Nel mese dedicato alle malattie rare, sabato 21 Febbraio alle ore 10, la biblioteca comunale di Montopoli in Val d’Arno ospita la presentazione del libro “L’orchidea fantasma e il suo amico pettirosso” alla presenza dell’autrice, Jenny Narcisi e un laboratorio unico nel suo genere dedicato a nonne, nonni e nipoti. Una mattinata dedicata alla fantasia, alla speranza e alla sensibilizzazione sulle malattie rare. Un incontro tra generazioni, fatto di colori, racconti e solidarietà.
"Attraverso la storia di un nonno e della sua nipotina – spiegano la sindaca Linda Vanni e la vicesindaca Irene Cavallini - l’autrice guida i piccoli e i grandi lettori in un viaggio nel mondo della fantasia, portando con sé un messaggio profondo di speranza. Grazie a Jenny per la disponibilità, e a PromoCultura e all’Università Popolare "Ignazio Donati" per la collaborazione. Un invito aperto a tutta la cittadinanza per condividere una mattinata all'insegna della cultura e dell'empatia".
Jenny Narcisi, è stata un’atleta nazionale di ciclismo paralimpico, residente a Montopoli. Tra i suoi successi sportivi si ricordano la medaglia di bronzo ai mondiali di ciclismo, Svizzera 2015, l’argento alla coppa del mondo, Belgio 2016, la partecipazione alle paralimpiadi di Rio nel 2016 e l’argento ai mondiali di ciclismo Sudafrica 2017.

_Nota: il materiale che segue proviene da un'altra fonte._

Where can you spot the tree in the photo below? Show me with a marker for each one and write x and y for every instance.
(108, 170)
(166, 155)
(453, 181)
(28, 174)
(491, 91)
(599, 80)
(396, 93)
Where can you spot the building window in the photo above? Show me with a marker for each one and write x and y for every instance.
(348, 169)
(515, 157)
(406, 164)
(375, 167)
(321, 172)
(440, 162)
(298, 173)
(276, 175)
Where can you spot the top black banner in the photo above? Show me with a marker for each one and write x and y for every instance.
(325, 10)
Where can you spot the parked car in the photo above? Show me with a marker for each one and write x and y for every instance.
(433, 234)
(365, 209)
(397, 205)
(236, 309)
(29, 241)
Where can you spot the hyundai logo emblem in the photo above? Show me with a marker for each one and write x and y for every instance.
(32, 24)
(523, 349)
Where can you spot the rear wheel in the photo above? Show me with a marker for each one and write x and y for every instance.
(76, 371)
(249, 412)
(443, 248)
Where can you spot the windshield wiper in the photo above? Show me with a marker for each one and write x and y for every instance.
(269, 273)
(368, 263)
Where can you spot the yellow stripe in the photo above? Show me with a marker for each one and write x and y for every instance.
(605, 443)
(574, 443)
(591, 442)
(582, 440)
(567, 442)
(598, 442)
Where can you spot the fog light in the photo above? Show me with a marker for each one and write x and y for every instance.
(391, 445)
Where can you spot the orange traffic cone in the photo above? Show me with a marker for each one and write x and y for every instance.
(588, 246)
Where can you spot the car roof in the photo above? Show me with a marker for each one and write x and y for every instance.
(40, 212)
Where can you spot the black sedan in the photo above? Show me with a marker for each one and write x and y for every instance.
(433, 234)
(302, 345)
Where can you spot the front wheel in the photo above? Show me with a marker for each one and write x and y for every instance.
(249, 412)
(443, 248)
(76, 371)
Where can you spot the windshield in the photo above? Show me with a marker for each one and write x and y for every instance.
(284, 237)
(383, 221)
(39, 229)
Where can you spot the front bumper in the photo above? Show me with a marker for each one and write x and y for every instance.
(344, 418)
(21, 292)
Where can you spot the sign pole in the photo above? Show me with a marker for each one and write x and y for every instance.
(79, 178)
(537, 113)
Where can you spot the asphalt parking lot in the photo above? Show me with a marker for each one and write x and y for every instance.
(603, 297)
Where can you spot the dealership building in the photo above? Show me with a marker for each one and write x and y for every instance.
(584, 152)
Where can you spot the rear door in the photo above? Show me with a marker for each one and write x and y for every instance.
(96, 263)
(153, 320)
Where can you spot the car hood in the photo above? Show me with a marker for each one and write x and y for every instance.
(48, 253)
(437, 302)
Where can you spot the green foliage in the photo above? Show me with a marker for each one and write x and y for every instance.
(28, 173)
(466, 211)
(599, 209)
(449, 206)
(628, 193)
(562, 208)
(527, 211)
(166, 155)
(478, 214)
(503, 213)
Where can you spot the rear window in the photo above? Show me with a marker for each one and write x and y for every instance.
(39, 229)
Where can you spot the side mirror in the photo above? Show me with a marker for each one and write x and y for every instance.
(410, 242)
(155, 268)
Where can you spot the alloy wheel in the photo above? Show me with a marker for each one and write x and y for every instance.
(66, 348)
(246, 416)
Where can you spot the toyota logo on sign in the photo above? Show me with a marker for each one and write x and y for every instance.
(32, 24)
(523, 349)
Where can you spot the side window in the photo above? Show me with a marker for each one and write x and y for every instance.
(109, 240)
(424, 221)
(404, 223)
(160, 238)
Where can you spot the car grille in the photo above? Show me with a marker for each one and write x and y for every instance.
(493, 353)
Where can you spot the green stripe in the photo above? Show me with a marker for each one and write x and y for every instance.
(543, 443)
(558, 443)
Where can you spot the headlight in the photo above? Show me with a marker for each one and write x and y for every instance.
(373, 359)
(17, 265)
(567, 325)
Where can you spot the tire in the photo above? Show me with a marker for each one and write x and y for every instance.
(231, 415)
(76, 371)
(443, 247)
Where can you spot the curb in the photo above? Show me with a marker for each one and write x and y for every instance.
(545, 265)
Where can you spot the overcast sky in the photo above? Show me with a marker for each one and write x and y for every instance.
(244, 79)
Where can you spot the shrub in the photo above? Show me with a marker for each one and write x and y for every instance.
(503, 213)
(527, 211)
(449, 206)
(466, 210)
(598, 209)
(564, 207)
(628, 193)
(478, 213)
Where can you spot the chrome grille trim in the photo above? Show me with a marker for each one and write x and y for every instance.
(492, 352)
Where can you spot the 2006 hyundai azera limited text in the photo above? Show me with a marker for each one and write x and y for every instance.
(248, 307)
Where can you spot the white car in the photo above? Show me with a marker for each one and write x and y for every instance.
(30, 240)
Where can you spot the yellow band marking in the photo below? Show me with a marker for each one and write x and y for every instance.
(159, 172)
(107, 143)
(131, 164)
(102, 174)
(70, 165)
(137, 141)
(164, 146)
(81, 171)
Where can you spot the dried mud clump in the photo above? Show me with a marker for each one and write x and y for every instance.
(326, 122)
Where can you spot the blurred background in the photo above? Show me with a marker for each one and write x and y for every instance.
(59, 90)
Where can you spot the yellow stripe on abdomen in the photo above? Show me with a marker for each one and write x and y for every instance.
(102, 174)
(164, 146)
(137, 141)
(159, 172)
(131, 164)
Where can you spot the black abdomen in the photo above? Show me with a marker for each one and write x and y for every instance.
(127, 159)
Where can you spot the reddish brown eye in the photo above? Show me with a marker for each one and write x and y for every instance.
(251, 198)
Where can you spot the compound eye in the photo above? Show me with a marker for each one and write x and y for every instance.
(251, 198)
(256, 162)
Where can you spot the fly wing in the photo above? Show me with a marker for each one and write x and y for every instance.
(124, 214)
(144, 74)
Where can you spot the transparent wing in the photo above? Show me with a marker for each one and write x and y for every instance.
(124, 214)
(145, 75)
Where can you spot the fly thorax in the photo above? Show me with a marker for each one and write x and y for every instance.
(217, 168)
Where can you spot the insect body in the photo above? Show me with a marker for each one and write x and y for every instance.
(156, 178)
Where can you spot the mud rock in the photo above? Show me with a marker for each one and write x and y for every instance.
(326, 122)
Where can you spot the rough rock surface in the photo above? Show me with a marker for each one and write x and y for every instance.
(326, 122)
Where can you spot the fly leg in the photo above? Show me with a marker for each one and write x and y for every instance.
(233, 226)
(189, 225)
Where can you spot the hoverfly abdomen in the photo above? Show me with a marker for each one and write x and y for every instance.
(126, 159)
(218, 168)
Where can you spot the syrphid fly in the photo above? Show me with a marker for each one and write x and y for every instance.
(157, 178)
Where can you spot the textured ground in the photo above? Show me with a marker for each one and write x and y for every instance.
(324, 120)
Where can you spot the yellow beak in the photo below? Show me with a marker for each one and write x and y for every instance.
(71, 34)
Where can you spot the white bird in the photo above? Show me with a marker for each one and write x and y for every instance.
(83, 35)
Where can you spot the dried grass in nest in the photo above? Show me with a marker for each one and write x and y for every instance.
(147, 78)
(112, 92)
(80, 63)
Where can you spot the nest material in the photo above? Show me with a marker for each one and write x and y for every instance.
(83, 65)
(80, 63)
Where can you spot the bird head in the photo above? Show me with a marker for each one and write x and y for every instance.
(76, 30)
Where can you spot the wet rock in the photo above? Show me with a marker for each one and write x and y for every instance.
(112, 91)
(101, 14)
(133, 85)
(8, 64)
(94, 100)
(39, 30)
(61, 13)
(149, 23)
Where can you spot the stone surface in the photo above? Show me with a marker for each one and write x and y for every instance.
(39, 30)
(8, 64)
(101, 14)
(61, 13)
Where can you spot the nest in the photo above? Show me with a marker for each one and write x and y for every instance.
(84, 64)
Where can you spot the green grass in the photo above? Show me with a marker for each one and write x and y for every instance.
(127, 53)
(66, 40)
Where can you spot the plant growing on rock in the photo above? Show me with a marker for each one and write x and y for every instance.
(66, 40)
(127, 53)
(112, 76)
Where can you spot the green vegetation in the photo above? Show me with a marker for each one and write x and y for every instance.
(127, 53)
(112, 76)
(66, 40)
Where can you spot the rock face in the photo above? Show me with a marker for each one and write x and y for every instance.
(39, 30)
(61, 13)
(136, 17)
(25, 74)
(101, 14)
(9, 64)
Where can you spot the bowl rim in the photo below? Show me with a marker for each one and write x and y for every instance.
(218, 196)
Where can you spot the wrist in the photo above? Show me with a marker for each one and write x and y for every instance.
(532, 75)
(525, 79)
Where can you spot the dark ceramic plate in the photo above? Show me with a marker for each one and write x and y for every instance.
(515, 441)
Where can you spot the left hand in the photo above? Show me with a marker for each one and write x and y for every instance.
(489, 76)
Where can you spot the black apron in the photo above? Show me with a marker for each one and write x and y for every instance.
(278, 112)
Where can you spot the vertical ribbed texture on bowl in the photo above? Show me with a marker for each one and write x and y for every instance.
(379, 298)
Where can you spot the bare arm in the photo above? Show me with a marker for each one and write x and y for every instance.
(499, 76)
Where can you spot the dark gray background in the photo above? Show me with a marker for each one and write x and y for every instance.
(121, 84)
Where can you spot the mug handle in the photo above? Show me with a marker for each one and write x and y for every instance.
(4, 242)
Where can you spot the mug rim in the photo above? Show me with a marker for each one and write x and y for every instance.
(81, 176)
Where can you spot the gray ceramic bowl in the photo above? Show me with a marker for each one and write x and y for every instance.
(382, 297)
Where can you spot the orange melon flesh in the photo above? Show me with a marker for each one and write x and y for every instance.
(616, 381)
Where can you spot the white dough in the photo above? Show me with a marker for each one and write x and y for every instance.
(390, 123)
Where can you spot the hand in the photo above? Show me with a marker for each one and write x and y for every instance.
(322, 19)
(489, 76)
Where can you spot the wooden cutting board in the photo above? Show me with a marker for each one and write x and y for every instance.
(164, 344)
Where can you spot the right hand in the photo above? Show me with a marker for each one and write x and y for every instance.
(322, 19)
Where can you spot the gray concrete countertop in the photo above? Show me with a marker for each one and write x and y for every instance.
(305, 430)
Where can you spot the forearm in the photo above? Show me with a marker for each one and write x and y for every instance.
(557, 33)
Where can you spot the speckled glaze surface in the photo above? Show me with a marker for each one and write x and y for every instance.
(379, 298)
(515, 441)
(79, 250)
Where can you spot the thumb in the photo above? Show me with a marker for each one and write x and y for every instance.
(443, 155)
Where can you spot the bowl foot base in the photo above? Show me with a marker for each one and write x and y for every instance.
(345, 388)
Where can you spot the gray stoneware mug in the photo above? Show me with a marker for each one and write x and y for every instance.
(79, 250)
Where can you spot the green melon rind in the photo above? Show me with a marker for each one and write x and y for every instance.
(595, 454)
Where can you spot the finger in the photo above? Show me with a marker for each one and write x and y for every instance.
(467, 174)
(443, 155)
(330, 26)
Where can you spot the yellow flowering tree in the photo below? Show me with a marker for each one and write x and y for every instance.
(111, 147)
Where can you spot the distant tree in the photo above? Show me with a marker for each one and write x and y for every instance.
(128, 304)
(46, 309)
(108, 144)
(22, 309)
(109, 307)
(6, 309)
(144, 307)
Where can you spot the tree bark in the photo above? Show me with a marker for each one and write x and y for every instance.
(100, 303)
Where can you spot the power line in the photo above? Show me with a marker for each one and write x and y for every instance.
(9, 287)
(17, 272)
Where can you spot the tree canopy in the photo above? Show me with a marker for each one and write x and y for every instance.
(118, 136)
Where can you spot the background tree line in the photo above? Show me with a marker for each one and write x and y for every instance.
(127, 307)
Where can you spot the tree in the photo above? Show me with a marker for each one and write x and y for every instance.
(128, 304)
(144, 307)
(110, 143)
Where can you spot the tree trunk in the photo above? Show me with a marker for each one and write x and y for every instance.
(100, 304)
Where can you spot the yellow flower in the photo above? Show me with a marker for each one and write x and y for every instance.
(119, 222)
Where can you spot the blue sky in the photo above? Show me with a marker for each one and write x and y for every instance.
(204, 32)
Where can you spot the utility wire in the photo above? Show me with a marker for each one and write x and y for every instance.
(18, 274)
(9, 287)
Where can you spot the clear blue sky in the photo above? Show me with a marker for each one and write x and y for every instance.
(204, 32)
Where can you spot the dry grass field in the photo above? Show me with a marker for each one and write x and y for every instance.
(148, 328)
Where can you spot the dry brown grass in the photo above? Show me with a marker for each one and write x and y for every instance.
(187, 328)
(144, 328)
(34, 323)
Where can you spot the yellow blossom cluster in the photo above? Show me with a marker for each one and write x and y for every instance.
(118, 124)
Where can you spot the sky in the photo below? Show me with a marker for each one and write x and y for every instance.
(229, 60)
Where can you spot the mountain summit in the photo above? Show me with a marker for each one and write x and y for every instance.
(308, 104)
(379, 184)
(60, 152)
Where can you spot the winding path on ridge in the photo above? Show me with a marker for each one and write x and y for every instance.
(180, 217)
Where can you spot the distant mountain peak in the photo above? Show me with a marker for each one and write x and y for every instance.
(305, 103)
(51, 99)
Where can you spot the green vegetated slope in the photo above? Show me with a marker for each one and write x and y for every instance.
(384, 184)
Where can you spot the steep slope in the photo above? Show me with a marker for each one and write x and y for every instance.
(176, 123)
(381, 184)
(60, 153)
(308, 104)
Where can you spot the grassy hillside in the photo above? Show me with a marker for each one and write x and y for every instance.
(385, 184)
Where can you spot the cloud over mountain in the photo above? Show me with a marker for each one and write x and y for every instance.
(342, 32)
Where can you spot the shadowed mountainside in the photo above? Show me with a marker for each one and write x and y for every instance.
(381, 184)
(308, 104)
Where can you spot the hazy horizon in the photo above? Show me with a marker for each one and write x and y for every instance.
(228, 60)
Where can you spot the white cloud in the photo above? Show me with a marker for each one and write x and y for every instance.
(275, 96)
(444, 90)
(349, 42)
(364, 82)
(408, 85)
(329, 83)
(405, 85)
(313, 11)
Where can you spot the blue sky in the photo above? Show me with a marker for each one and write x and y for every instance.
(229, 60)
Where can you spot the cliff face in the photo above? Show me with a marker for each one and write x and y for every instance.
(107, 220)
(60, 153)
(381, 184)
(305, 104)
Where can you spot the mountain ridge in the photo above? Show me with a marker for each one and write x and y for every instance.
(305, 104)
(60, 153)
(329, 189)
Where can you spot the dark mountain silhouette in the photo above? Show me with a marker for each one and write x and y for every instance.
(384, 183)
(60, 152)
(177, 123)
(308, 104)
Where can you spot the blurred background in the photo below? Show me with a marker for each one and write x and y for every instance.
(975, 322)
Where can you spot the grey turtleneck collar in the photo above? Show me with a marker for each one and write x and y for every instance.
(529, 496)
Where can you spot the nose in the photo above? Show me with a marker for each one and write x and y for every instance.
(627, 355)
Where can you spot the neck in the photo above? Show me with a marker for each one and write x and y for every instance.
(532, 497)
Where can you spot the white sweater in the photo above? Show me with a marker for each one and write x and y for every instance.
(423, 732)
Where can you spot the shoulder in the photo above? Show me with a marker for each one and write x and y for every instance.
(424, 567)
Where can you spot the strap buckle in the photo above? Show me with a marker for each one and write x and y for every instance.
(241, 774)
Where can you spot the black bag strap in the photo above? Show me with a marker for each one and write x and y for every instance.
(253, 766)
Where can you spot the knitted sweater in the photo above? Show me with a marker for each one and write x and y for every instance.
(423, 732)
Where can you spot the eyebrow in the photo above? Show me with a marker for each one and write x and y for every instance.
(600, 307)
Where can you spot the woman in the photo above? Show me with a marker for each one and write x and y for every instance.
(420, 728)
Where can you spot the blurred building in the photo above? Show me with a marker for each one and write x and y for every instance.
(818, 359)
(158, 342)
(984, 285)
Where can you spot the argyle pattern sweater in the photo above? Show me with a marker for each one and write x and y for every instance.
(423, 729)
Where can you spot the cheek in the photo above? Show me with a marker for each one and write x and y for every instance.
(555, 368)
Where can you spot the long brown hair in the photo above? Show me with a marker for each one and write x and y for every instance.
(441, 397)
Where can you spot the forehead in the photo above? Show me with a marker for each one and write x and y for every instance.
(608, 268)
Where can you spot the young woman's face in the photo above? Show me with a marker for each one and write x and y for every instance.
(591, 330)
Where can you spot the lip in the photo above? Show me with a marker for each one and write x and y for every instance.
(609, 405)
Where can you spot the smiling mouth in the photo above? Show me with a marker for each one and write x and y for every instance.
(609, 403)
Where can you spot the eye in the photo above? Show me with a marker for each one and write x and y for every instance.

"In un mondo che spesso celebra ciò che è uguale e rassicurante – racconta l’autrice - io credo che la vera bellezza risieda in ciò che è raro. La rarità non è fragilità: è unicità, è luce diversa, è una storia che merita di essere ascoltata. Con “L’orchidea fantasma e il suo amico pettirosso” ho voluto raccontare, attraverso lo sguardo di un nonno e della sua nipotina, che ciò che ci rende diversi è anche ciò che ci rende preziosi. È una fiaba fatta di colori, di natura e di speranza, che parla ai bambini ma accarezza il cuore degli adulti. Vi aspetto per condividere insieme questa storia e per celebrare, attraverso le parole e l’immaginazione, la bellezza straordinaria di ogni unicità. Venite a scoprire con noi che essere rari è un dono".
L’iniziativa è un’occasione preziosa per affrontare temi delicati con creatività. Il titolo dell’evento, "Storie Rare", richiama l'attenzione sul tema delle malattie rare, come sottolineato dal patrocinio di UNIAMO (Federazione Italiana Malattie Rare).